А я, преклоняюсь ли я перед Альенди? Или это дочернее уважение?
— Но я не хочу отказываться от своего безумия. Пробую объяснить Джун, как я понимаю писательство. Писатель — дуэлянт, не являющийся в условленный час; он подбирает оскорбление, словно некую любопытную вещь, находку для коллекционера; потом он рассматривает это на своем столе и лишь тогда выходит на дуэль со своим оружием — словом. Многие считают это слабостью. Я называю это обдумыванием. То, что для мужчины слабость, для писателя — достоинство. Он хранит, накапливает то, что взорвет позже в своем произведении. Вот почему писатель — самый одинокий человек в мире; ведь он живет, сражается, умирает и вновь рождается всегда в одиночестве; все свои роли он играет за опущенным занавесом. А в жизни он фигура несообразная. Чтобы судить писателя, надо любить его писание той же любовью, какой любишь его как мужчину. А большинство женщин любят только мужчину.

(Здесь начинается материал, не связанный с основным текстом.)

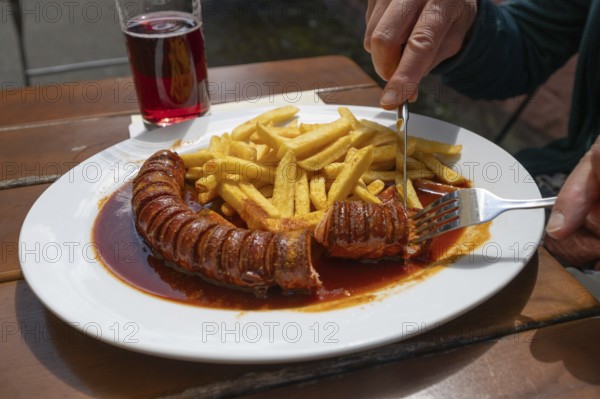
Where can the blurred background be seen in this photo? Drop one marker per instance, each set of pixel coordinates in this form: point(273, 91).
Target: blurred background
point(51, 41)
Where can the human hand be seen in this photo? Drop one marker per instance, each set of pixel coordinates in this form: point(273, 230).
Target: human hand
point(574, 225)
point(578, 202)
point(408, 38)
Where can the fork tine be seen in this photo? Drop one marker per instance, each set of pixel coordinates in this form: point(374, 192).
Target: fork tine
point(453, 225)
point(453, 196)
point(440, 220)
point(435, 214)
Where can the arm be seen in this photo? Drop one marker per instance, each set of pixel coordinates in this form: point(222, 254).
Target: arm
point(512, 47)
point(516, 46)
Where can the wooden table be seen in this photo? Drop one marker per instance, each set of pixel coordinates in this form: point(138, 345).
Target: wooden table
point(537, 337)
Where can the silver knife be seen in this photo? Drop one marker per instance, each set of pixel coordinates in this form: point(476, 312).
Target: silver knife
point(401, 125)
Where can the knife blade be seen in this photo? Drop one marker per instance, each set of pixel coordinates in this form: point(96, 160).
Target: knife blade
point(402, 126)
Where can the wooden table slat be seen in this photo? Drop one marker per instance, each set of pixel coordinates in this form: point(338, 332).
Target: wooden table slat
point(535, 337)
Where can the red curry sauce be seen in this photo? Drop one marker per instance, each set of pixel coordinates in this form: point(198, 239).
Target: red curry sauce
point(121, 250)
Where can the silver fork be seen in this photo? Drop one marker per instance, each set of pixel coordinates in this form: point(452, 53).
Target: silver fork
point(467, 207)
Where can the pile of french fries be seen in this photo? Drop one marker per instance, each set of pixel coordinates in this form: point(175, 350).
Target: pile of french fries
point(279, 174)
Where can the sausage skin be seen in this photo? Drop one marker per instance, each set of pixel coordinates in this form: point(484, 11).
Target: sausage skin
point(206, 243)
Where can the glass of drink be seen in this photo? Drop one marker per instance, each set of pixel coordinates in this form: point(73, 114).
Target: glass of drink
point(165, 45)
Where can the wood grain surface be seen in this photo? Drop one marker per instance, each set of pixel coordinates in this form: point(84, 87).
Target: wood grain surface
point(537, 337)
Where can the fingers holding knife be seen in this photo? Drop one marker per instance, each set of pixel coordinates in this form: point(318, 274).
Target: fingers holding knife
point(408, 38)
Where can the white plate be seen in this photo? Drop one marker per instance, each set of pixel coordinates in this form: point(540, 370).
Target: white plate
point(58, 261)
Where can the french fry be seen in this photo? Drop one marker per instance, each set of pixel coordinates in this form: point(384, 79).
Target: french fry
point(303, 145)
point(266, 191)
point(225, 143)
point(355, 166)
point(197, 159)
point(384, 175)
point(285, 184)
point(317, 192)
point(195, 173)
point(307, 127)
point(248, 210)
point(332, 170)
point(363, 194)
point(379, 127)
point(286, 131)
point(297, 222)
point(207, 197)
point(383, 166)
point(273, 174)
point(269, 158)
point(332, 152)
point(348, 115)
point(255, 195)
point(444, 173)
point(214, 145)
point(376, 187)
point(227, 210)
point(206, 183)
point(420, 174)
point(385, 153)
point(269, 137)
point(362, 136)
point(436, 147)
point(277, 115)
point(242, 150)
point(247, 170)
point(302, 194)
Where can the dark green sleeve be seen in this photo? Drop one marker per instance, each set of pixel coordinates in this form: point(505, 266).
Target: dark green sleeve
point(515, 46)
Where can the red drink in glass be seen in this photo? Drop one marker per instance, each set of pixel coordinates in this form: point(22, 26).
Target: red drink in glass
point(168, 62)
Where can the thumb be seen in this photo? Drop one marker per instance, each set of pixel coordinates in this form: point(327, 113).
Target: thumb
point(575, 199)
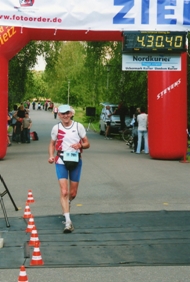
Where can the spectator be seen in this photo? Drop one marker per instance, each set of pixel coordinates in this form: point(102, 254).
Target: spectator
point(108, 114)
point(55, 111)
point(122, 112)
point(18, 130)
point(14, 112)
point(8, 139)
point(142, 120)
point(34, 105)
point(26, 125)
point(135, 129)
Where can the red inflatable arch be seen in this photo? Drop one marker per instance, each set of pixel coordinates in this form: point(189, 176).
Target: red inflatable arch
point(167, 92)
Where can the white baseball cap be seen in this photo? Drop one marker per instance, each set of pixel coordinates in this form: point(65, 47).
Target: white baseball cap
point(64, 109)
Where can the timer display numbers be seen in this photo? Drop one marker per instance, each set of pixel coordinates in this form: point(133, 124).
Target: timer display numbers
point(154, 42)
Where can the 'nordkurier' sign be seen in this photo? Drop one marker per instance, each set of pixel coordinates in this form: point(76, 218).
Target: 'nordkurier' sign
point(147, 62)
point(173, 15)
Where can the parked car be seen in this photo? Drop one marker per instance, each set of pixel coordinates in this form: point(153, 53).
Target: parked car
point(115, 125)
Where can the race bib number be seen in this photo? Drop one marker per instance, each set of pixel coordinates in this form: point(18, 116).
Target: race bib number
point(71, 156)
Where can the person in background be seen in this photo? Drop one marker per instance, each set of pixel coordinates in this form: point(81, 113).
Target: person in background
point(135, 129)
point(55, 111)
point(122, 112)
point(34, 105)
point(18, 130)
point(67, 137)
point(142, 120)
point(108, 114)
point(73, 112)
point(8, 139)
point(26, 125)
point(14, 112)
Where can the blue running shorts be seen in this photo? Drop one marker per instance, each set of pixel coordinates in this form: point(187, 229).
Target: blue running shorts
point(73, 175)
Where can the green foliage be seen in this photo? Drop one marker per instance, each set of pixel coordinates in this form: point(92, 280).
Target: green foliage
point(81, 73)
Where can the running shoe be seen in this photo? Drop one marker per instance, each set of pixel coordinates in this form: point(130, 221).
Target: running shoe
point(68, 227)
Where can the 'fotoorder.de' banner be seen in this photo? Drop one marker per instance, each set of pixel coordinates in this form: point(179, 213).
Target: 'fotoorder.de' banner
point(173, 15)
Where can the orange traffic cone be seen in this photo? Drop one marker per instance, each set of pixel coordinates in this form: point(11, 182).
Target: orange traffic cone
point(30, 198)
point(22, 275)
point(36, 256)
point(34, 237)
point(27, 211)
point(31, 224)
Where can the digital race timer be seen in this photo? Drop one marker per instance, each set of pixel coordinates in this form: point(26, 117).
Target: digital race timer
point(154, 41)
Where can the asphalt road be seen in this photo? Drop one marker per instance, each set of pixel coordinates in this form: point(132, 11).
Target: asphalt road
point(113, 180)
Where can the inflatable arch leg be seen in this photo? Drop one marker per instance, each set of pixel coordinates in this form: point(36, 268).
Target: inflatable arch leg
point(167, 113)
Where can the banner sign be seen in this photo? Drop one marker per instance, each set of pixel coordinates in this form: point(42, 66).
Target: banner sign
point(98, 15)
point(147, 62)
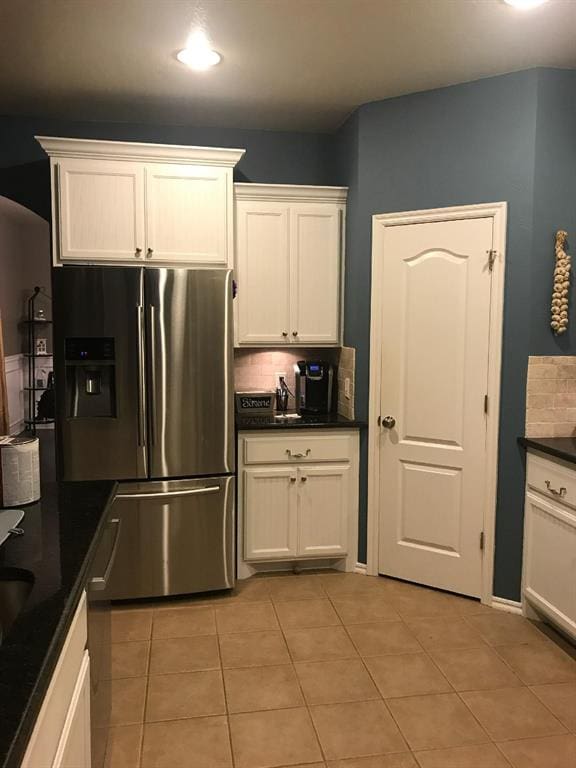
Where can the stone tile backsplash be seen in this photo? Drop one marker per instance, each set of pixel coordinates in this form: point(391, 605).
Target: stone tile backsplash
point(551, 397)
point(258, 369)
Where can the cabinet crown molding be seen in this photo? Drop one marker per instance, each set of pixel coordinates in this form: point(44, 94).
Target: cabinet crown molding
point(95, 149)
point(290, 192)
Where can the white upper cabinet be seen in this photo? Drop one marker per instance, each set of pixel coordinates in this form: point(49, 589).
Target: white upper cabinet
point(128, 203)
point(262, 260)
point(289, 263)
point(187, 213)
point(101, 209)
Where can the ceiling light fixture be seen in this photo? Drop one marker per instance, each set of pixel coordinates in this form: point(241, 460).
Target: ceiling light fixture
point(524, 5)
point(199, 54)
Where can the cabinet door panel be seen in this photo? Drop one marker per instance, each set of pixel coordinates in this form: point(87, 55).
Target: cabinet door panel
point(187, 210)
point(269, 513)
point(263, 272)
point(322, 510)
point(101, 206)
point(550, 560)
point(315, 271)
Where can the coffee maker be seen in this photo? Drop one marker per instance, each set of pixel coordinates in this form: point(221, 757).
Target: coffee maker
point(315, 387)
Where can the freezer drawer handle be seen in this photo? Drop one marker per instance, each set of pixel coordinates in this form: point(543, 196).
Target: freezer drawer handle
point(99, 583)
point(163, 494)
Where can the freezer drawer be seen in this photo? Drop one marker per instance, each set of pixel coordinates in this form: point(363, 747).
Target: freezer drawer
point(176, 537)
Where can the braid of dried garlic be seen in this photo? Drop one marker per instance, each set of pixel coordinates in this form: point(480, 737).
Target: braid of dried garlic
point(559, 322)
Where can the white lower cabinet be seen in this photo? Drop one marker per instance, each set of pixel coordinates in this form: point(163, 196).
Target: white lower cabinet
point(549, 573)
point(295, 501)
point(61, 736)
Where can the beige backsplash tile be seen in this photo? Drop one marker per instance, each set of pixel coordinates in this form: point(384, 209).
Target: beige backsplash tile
point(551, 396)
point(257, 369)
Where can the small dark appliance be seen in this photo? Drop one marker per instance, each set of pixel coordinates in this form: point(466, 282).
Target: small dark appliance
point(315, 386)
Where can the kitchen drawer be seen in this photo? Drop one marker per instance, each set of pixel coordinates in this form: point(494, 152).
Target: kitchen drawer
point(555, 479)
point(297, 449)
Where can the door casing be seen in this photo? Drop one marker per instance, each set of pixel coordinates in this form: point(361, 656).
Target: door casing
point(498, 212)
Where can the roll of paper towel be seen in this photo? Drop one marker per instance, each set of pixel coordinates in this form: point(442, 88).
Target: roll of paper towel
point(19, 471)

Излагая все это, я понимала, что Джун перескажет услышанное от меня Генри (и не сомневалась, что выдаст неподписанное произведение искусства за свое).
Над идеями, высказанными не будем задумываться и завтра. Виноват джаз. Всякий раз, когда я вхожу в бар или кабаре, еще до того, как вручить пальто гардеробщику, я так глубоко затягиваюсь ароматом всех этих ощущений — красотой женщин, магнетизмом, исходящим от мужчин, звездным светом ламп, — что уже готова, как заправский пьяница, сползти куда-нибудь под столик. Как быстро скольжу я по снежному склону звуков, тону в затуманенных глазах, растворяюсь в музыке!
Джун и я, мы обе охвачены жаждой тепла и любви. Подарки, комплименты, тихие слова, восхищение, фимиам, цветы, духи.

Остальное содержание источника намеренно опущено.